Martedì, 27 Luglio 2021
Politica

Da Punta Palascia a Porto Miggiano, la Regione assicura vigilanza

L'assessore al Territorio, Angela Barbanente, è intervenuta alla conferenza del Comitato per Punta Palascia, dove si voleva ampliare la base militare. Sulla Maglie Otranto precisa: "Vigileremo perché sia strada parco"

Angela Barbanente e Alessandro Presicce

LECCE - Spirati i termini di eventuali ricorsi al Consiglio di Stato, Punta Palascia è salva. La notizia, ufficiale dal 18 aprile, è stata commentata oggi nell'ambito di una conferenza stampa promossa dal comitato che si è battuto per l'integrità del sito e alla quale è intervenuta l'assessore regionale al Territorio, Angela Barbanente. Nell'occasione il discorso è stato allargato a tutte quelle opere, di evidente impatto paesaggistico, che insistono sul Salento: dalla questione di Porto Miggiano alla strada regionale 8 Lecce-San Foca, senza dimenticare la Maglie-Otranto. Vicende diverse per cronologia e merito, ma rispetto alle quali emerge un comune denominatore: la pretesa da parte della Regione del rispetto della correttezza dell'iter amministrativo e delle nuove disposizioni di legge, da ultimo il Codice per i beni culturali che è anche uno dei riferimenti principali del nuovo Piano urbanistico territoriale che attende - primo in Italia -  il via libera del ministero. 

Dopo un'introduzione di Alessandro Presicce a nome del Comitato "Giù le mani da Palascia", l'avvocato amministrativista Adriano Tolomeo ha illustrato i punti "qualificanti" della sentenza con la quale il Tar di Lecce, il 29 settembre del 2011, ha accolto il ricorso proposto da Vincenzo Scarfidi,  Associazione Giuristi Democratici e, appunto, il comitato stesso. "Innanzitutto è la prima sentenza in Italia che specifica il rapporto tra il nuovo Codice dei beni culturali e le opere di difesa nazionale; in secondo luogo è fondamentale per la legittimazione riconosciuta ad un gruppo di persone e di enti che si sono messi insieme". Tolomeo ha anche fatto presente che resta da rendere esecutiva la sentenza del Tar, ripristinando cioè lo stato dei luoghi precedente ai primi interventi di sbancamento del costone roccioso più orientale d'Italia.
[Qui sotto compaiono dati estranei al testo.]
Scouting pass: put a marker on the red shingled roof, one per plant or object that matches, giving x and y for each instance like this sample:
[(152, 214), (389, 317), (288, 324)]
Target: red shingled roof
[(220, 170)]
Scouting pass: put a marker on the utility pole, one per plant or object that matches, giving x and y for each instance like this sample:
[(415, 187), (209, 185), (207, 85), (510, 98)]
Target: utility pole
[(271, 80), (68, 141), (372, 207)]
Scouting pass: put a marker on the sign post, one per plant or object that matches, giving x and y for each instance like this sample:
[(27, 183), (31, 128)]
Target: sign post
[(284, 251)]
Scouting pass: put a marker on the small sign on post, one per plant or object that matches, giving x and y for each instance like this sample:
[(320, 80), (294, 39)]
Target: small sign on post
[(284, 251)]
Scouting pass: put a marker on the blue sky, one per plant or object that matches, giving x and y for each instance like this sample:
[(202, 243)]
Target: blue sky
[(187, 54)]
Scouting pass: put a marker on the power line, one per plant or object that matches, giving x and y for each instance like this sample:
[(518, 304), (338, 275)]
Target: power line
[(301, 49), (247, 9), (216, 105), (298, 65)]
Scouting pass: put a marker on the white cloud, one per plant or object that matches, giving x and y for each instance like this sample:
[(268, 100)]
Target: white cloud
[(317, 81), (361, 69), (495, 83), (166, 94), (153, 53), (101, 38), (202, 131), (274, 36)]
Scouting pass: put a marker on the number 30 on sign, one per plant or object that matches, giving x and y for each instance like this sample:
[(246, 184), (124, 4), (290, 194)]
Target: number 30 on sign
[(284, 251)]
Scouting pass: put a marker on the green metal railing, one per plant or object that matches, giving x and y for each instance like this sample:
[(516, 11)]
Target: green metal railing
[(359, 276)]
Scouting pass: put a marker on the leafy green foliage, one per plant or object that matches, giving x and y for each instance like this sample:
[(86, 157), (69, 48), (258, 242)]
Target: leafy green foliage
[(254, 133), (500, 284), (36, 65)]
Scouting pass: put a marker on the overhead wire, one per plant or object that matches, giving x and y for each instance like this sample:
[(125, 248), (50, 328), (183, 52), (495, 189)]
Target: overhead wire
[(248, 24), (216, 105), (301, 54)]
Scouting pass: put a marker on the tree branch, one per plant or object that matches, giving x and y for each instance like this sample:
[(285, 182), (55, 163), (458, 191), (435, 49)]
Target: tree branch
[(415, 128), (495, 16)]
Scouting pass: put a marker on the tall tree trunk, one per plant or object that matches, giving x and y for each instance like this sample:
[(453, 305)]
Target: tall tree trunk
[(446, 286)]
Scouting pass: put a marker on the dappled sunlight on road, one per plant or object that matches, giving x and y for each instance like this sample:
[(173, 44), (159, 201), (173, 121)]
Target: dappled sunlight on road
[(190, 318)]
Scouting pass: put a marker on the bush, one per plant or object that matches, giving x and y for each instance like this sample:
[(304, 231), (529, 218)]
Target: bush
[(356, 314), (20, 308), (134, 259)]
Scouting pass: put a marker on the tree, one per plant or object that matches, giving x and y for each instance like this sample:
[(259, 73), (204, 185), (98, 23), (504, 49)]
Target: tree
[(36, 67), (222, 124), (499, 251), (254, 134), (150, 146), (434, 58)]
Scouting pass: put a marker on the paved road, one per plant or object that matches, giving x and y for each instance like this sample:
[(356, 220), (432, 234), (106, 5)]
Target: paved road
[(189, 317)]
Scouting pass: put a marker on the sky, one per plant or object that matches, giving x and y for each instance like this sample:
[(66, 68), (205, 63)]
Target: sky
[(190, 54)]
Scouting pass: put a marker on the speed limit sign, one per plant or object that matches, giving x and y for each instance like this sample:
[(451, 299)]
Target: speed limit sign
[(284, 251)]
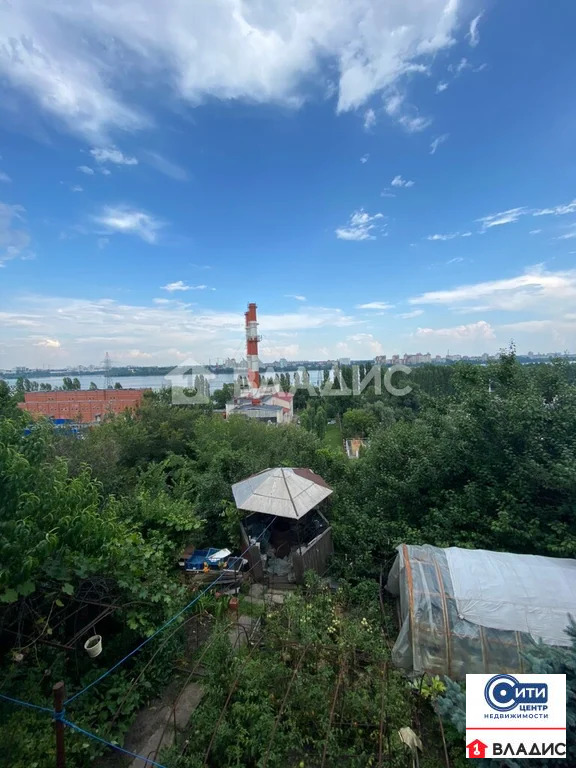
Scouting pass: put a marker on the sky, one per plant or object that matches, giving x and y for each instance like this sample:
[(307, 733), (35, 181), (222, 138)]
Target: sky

L'assessore Barbanente, da parte sua, ha ribadito la sua soddisfazione perché "questa sentenza offre un'apertura alla speranza. La battaglia in difesa del paesaggio è difficile - ha spiegato - perché abbiamo a che fare con interventi che vengono da lontano". Come ad esempio quello che sta interessando Porto Miggiano, sul quale l'esponente della giunta regionale ha gà assunto una posizione di netta contrarietà alle costruzioni previste, sollecitando più volte - anche con un incontro formale a Bari - l'amministrazione di Santa Cesarea ad una attenta ricognizione di tutto l'iter procedurale: "Sappiamo bene che esiste un parere favorevole della Regione che risale agli anni '90, ma questo non significa che il principio della continuità amministrativa debba prevalere sull'evoluzione della normativa che c'è stata da allora ad oggi, partendo dal Put vigente fino al Codice dei beni culturali.

Gli esponenti del Comitato per la tutela di Porto Miggiano, presenti all'incontro per esplicitare il proprio sostegno alla causa di Punta Palascia, hanno accolto con favore le parole della Barbanente augurandosi che "la sensibilità dimostrata sulla questione possa trasformarsi in audacia allorché la Regione dovrà affrontare la questione dei comparti ricadenti nel territorio di Santa Cesarea Terme". La discussione ha abbracciato anche il tema della strada regionale 8 e della Maglie-Otranto ed anche qui l'assessore ha attivato i funzionari regionali scoprendo, ad esempio, che per il secondo caso "non è mai stato espresso un parere paesaggistico", salvo un verbale di Conferenza dei servizi. Per la strada che collega Lecce a San Foca poi, Angela Barbanente ha confermato che mancano ancora i progetti esecutivi e che comunque, nell'uno e nell'altro caso, l'intenzione della Regione è quella di consentire solo la realizzazione di strade parco.